Está em curso no Brasil uma operação “livra corrupto” e outra, simultânea, de “caça à lava-jato”. Executivo, legislativo e as altas esferas do judiciário atuam nesse sentido cada vez com mais desenvoltura. Alguns de seus membros não manifestam absolutamente nenhum pingo de vergonha em destruir o legado de um trabalho que já recuperou mais de 4 bilhões de reais e conseguiu acordos que elevam esse número para 11,9 bilhões.

Não estamos falando aqui de um dinheiro abstrato, estamos falando de dinheiro que foi saqueado dos cofres públicos através de corrupção ativa e passiva. É dinheiro que deveria ser investido em educação e saúde, por exemplo, mas foi para o bolso de ladrões de colarinho branco.

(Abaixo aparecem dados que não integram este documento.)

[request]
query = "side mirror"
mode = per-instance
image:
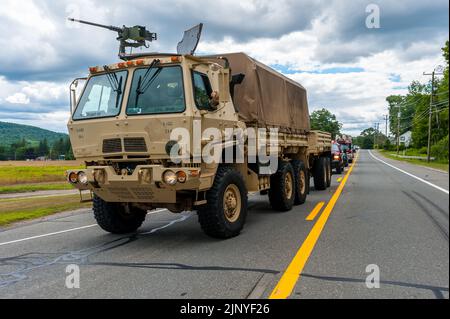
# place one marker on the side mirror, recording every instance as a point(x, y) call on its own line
point(73, 93)
point(224, 86)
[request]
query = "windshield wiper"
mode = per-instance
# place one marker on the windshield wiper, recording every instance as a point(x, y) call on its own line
point(115, 83)
point(143, 84)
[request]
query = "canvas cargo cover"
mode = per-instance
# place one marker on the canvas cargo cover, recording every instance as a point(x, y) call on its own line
point(267, 98)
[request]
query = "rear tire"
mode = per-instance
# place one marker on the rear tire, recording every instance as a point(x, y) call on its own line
point(301, 181)
point(320, 174)
point(226, 210)
point(116, 218)
point(282, 188)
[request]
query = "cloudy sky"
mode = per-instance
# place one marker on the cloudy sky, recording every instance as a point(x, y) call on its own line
point(325, 45)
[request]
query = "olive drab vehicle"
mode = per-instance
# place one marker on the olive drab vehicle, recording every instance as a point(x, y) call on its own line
point(122, 123)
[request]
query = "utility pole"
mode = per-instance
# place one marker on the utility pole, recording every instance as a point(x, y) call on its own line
point(386, 118)
point(377, 125)
point(435, 72)
point(398, 131)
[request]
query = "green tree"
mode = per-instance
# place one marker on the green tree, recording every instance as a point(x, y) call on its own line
point(326, 121)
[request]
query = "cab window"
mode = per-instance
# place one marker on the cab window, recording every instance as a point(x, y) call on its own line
point(157, 90)
point(202, 90)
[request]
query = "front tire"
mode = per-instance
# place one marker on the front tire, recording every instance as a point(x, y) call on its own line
point(320, 174)
point(116, 218)
point(224, 214)
point(301, 182)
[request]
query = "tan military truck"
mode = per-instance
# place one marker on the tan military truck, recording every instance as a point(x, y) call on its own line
point(122, 127)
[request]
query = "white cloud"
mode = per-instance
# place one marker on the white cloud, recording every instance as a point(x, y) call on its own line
point(18, 98)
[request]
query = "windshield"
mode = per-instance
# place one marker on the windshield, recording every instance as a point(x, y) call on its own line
point(156, 90)
point(102, 96)
point(334, 148)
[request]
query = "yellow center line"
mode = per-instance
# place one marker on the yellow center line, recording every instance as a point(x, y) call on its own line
point(315, 211)
point(292, 273)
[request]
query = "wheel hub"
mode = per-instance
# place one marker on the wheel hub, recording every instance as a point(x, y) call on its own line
point(232, 203)
point(288, 185)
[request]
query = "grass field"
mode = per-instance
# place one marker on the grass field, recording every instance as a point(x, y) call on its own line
point(21, 188)
point(14, 210)
point(14, 173)
point(437, 165)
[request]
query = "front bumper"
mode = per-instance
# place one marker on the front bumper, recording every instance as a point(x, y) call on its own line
point(144, 185)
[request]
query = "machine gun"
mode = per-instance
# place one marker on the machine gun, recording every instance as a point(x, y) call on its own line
point(138, 33)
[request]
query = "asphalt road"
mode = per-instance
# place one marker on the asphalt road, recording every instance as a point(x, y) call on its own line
point(383, 217)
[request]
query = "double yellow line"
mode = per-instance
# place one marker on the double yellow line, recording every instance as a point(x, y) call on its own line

Sim, é verdade que houve comunicação indevida entre o então juiz Sérgio Moro e os procuradores que conduziam as investigações da Lava-Jato, mas transformar essa comunicação (ilegalmente roubada e divulgada) em água benta para lavar os pecados de centenas de corruptos confessos (e outros corruptos evidentes) é um chute na cara da sociedade.

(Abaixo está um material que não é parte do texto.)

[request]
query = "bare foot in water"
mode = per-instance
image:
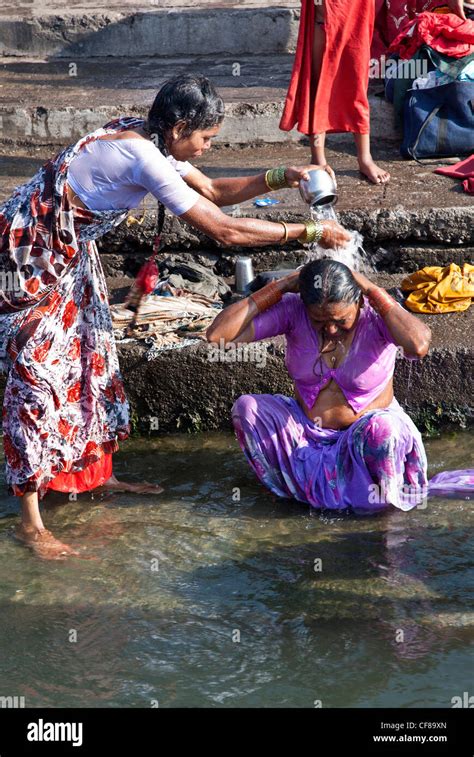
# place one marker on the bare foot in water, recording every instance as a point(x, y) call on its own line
point(113, 484)
point(373, 173)
point(43, 543)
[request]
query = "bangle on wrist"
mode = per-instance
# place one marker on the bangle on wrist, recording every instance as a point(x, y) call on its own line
point(269, 295)
point(313, 232)
point(285, 236)
point(275, 178)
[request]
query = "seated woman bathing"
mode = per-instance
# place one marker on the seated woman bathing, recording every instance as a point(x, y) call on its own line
point(65, 407)
point(344, 441)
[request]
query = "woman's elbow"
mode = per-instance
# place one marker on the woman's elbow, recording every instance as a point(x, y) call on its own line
point(214, 333)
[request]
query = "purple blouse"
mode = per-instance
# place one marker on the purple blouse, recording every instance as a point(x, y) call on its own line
point(364, 373)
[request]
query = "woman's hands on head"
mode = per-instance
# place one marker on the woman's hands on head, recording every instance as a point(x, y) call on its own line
point(291, 283)
point(294, 174)
point(334, 235)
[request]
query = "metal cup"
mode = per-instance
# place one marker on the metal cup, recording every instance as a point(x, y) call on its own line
point(320, 189)
point(244, 275)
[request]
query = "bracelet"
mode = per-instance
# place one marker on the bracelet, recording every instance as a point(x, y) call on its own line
point(285, 238)
point(267, 296)
point(275, 178)
point(313, 232)
point(380, 300)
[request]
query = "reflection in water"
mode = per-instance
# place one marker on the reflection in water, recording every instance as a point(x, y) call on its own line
point(197, 598)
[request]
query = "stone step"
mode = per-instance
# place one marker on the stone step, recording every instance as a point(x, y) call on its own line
point(138, 29)
point(57, 101)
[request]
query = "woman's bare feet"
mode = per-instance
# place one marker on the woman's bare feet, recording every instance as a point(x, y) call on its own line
point(43, 543)
point(373, 172)
point(113, 484)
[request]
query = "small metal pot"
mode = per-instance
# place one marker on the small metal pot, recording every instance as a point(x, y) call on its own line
point(321, 189)
point(244, 275)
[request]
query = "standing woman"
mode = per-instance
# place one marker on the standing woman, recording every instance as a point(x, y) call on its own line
point(65, 408)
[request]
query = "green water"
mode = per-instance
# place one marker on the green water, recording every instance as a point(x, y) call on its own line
point(176, 578)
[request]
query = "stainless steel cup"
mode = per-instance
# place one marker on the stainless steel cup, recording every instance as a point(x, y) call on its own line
point(320, 189)
point(244, 275)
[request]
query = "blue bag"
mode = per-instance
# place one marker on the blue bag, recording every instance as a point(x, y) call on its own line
point(439, 121)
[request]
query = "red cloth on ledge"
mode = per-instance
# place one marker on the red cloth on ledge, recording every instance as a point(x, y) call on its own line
point(445, 33)
point(340, 102)
point(462, 170)
point(91, 477)
point(389, 16)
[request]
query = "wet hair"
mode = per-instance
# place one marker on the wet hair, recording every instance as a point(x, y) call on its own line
point(326, 281)
point(190, 98)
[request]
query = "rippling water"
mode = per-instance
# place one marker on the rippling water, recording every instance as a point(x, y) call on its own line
point(176, 579)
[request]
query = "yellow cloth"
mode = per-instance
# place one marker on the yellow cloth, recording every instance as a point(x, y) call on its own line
point(440, 290)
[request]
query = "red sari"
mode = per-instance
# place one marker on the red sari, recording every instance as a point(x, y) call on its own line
point(339, 103)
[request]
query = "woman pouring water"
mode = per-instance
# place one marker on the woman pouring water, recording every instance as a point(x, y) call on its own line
point(343, 441)
point(65, 407)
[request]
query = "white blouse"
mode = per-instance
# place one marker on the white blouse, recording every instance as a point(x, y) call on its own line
point(114, 174)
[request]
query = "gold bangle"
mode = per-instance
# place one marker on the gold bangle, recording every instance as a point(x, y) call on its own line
point(268, 296)
point(285, 237)
point(275, 178)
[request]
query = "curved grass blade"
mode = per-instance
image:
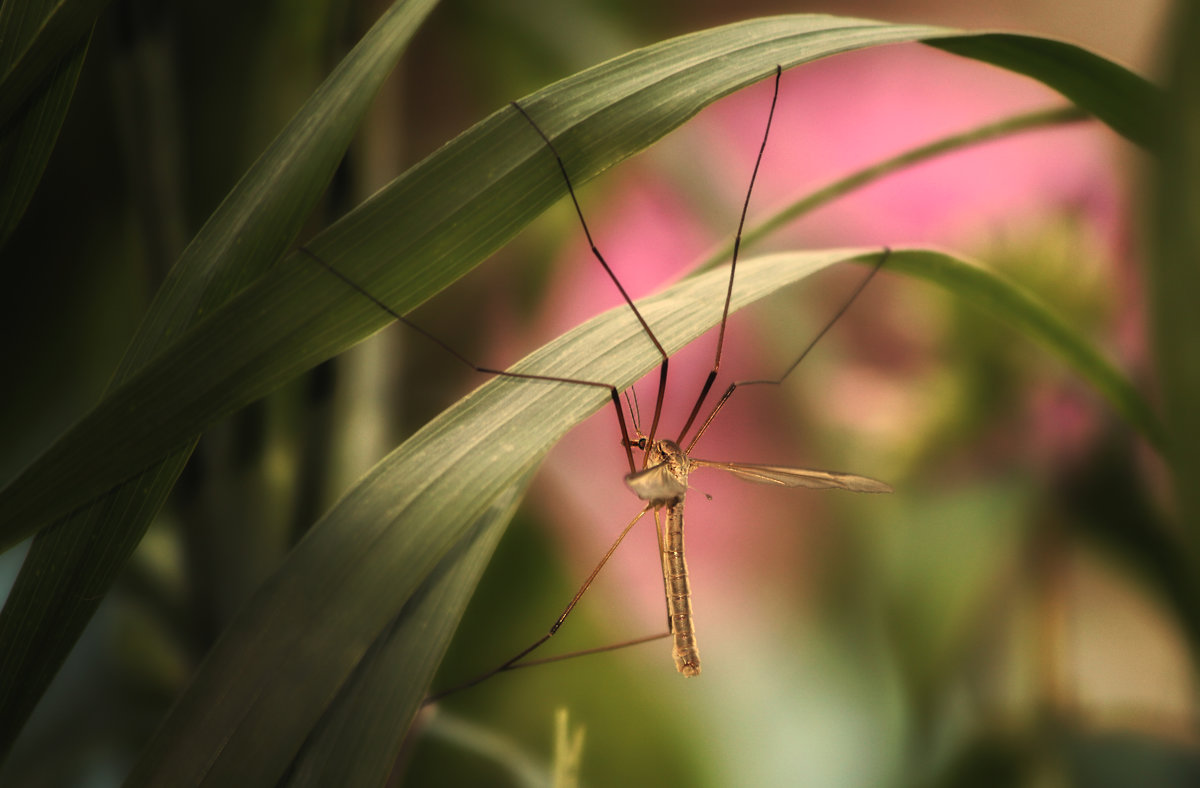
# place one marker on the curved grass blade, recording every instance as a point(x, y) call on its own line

Agora querem ir ainda mais longe na indignidade. Querem punir com provas ilegais quem pela primeira vez na história do Brasil colocou poderosos corruptos e corruptores na cadeia. É claramente uma retaliação. Um gigantesco e coordenado “sabe com quem você está falando” para quem ousou investigar e punir “poderosos”.

O presidente do STJ, Humberto Martins, disse com todas as letras que o “dever institucional de autodefesa” do Judiciário justifica o uso de provas ilícitas para abrir inquérito contra os procuradores da força-tarefa da Lava-Jato. Para o magistrado, os “direitos fundamentais e garantias constitucionais” não podem ser interpretados de forma absoluta, e por isso poderiam ser flexibilizados nesse caso.

Ora, o “raciocínio” cometido acima serve também para justificar a conduta da força-tarefa. Neste sentido, cabe a pergunta: o que é melhor para a sociedade brasileira, flexibilizar os “direitos fundamentais e garantias constitucionais” para livrar a cara de corruptos e punir quem os prendeu ou reafirmar a punição dos corruptos e livrar a cara da força-tarefa?

Não sei para você, mas para mim a resposta é bastante óbvia.

Infelizmente o “clube dos poderosos” não está nem ai para a opinião pública.

O ministro do STF Gilmar Mendes, por exemplo, não perdeu tempo e tão logo Kassio Nunes Marques devolveu o pedido de vista no julgamento que discute a parcialidade do ex-juiz Sergio Moro nos processos do ex-presidente Lula, pautou o caso para o mesmo dia. Nunca foi tão célere na vida. Sua gaveta é a prova disso. Ocorreu, no entanto, um contra tempo para ele: Kassio Nunes Marques votou contra a suspeição de Moro. Se a ministra Carmen Lúcia não mudar seu voto (como já ameaçou fazer) Moro e a força-tarefa da lava-jato escapam da sanha vingativa de Gilmar Mendes. Mas lembremos que os corruptos já foram beneficiados, com ou sem a punição de quem ousou prendê-los.

Aliás, Gilmar Mendes (sempre ele) não quer apenas punir a turma da Lava-Jato, quer também reformar a lei que pune o crime de lavagem de dinheiro para reduzir eventuais punições de corruptos. Em seminário virtual realizado pelo Instituto de Estudos Jurídicos Aplicados, alegou que existe um “exagero” na aplicação da lei. “Eu percebo o uso do crime de lavagem como uma tentativa de tornar ainda mais impactante a pena que se pretenda eventualmente aplicar.”

Ora, senhor Ministro, quer dizer que devemos ser mais brandos com quem usa truques para lavar dinheiro de corrupção? Atualmente a pena prevista para tal crime é de 3 a 10 anos de reclusão, mais multa. Talvez Gilmar Mendes ache melhor uma pena de 3 a 10 dias ou uma simples admoestação por mal comportamento. Vai depender que quem será beneficiado quando for declarar sua preferência.

Definitivamente o Brasil é um país de bananas. E os bananas somos todos nós que assistimos anestesiados pessoas agindo como se tivessem certeza de estarem fora do alcance das leis. Mais ainda: como se a lei fosse o que eles querem que seja. Até quando?

PS – Carmen Lúcia acaba de mudar seu voto. Venceu a suspeição de Sérgio Moro. Corruptos em festa.